14: Denying

18 7 6
                                    

Hamparan laut terlihat memesona meski aura kelam terpancar karena cuaca tak mendukung. Jembatan layang dengan banyak kendaraan mogok di atasnya menjadi hiasan, menambah kesan kota mati yang sesungguhnya. Dari rooftop gedung bertingkat ini pemandangan sekitar sangat jelas terlihat. Gedung-gedung pencakar langit yang saling menandingi kekokohan satu sama lain.

Miky masih betah menyoroti kota tanpa nama ini. Dia merenung sekaligus menjauh dari seorang gadis. Sakit hatinya tak lagi dipedulikan. Bagaimanapun juga janji adalah janji. Dia tidak ingin memperkeruh keadaan karena melanggar perjanjian itu.

Jika ditanya apakah dia menyesal telah mengiyakan permintaan Mahen? Maka jawabannya adalah anggukan. Dia jelas menyesal, menjauh berarti tidak ada komunikasi sama sekali.

"Lemah," ejeknya pada diri sendiri.

Lagi, hal baru yang berhasil dia dapatkan mengenai dirinya. Dia tidak pernah sadar bahwa salah satu kelemahannya adalah menjauh. Harusnya dia mengetahui itu sedari dulu ketika Mahen memilih tak peduli lagi akan persahabatan mereka.

Desau angin membuatnya memejam. Bayangan rumah di mana keluarga kecilnya berkumpul muncul hingga membuat mata kelam itu kembali terbuka. Jika nyeri yang tiba-tiba dia rasakan tepat di ulu hati karena rindu, berarti benar adanya bahwa dia sedang merindukan rumah.

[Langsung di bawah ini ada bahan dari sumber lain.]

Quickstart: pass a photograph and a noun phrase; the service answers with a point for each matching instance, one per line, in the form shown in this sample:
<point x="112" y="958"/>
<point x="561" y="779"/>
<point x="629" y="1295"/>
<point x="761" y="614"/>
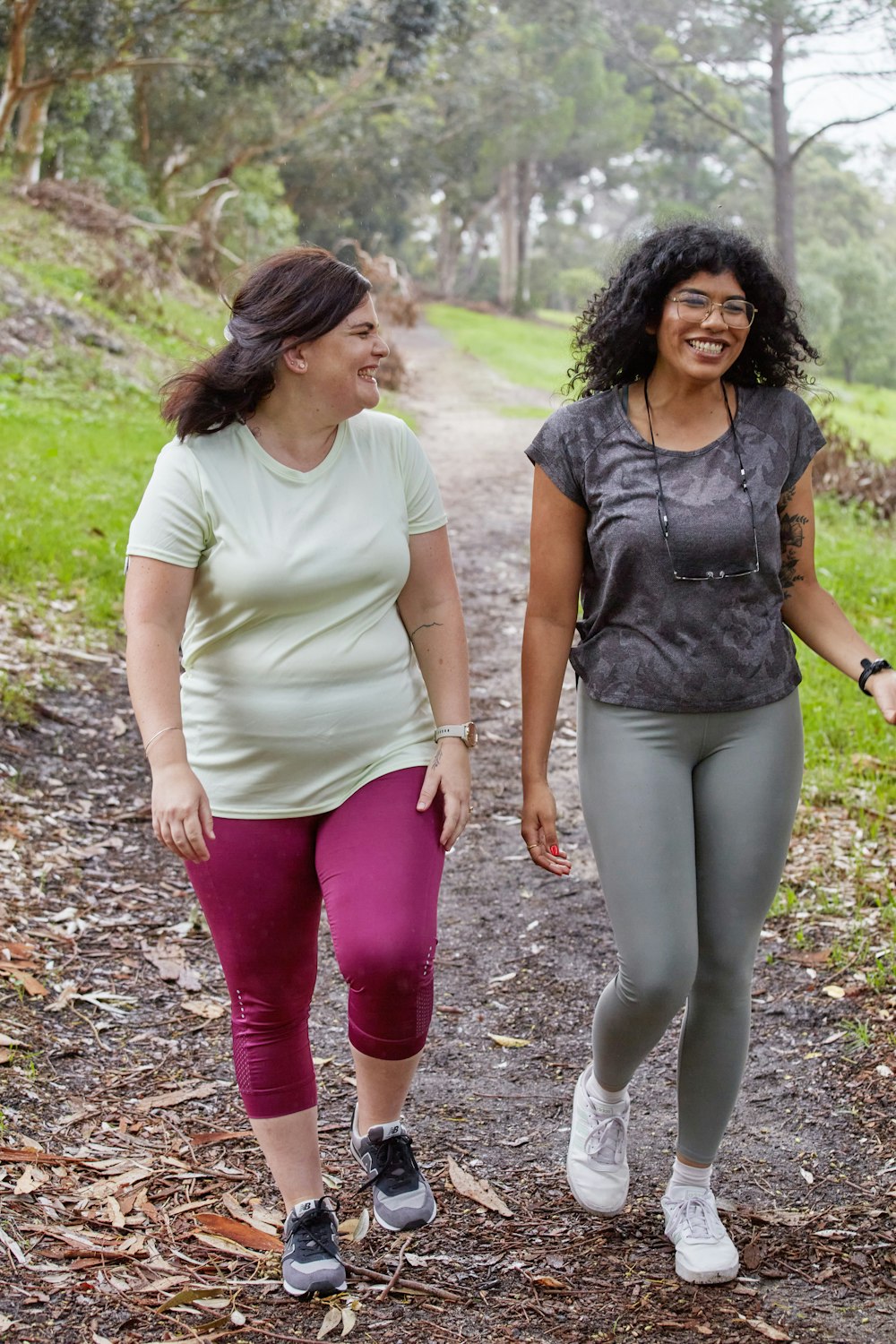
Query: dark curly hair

"Rindu rumah? Bukan gue banget," elaknya sambil tertawa kecil.

Teriakan sang mama, wejangan kakak, paksaan ayah, dia rindu semua itu. Makan terburu-buru ketika ada kelas pagi, terlambat masuk kelas karena begadang semalam suntuk bermain gim, dan berakhir dipuji oleh dosen. Aneh memang, tetapi dia jauh lebih dihargai di kampus dibandingkan tempatnya pulang.

Jurusan kuliah yang mati-matian Miky pertahankan karena hobi dan ada Mahen juga. Namun, keputusan yang dia anggap sangat membahagiakan itu justru membuatnya kehilangan keakraban dengan sahabat satu-satunya. Dia tidak menyesal mengenal Mahen, yang dia sesalkan adalah memperkenalkan Mahen dengan gim.

"Miky."

Suara itu lagi, pemilik mata bulat yang selalu membuatnya terkunci pada satu titik. Dia tidak tahu cara menghindar dengan baik, selain itu dunia virtual tak seluas bumi yang mereka pijak.

"Miky, gue mau ngomong sesuatu."

Pada panggilan kedua dia berbalik. Baiklah, mari perjelas semuanya. Bagaimanapun juga Vichi harus tahu bahwa dia sedang menghindari gadis itu.

"Kenapa?"

Gadis yang tengah memegang pedang itu diam, menatap Miky lamat-lamat. Aliran darahnya yang panas berdesir lebih cepat dari sebelumnya.

"Lo yang kenapa," lirih Vichi sambil merunduk. Tak dapat dipungkiri kesedihan yang dia rasakan disebabkan oleh Miky yang tak pernah menghampiri dan mengajaknya berbicara.

Miky berdiri tegak, memasukkan kedua tangan ke dalam saku celana. Cowok itu tersenyum simpul sambil mundur sebanyak lima langkah. Dia dapat melihat kerutan di dahi mulus itu, tanda bahwa gadis tersebut kebingungan. Ketika Vichi melangkah lagi, Miky kembali mundur.

"Lo di situ aja, jaga jarak sama gue."

"Kenapa?"

Hanya satu kata itu yang terus dia gaungkan. Vichi semakin yakin bahwa cowok bermata sipit itu tengah menjauhinya. Namun, atas dasar apa Miky bertindak demikian?

Belum sempat mendengar jawaban yang sangat ingin dia ketahui, dari jauh terdengar gema hentakan sepatu dari dalam bangunan dan dalam hitungan detik sampai ke atas rooftop. Dua samurai dan satu penembak tiba-tiba muncul. Lagi dan lagi mereka harus menghadapi kesalahan sistem yang sewaktu-waktu bisa merenggut nyawa.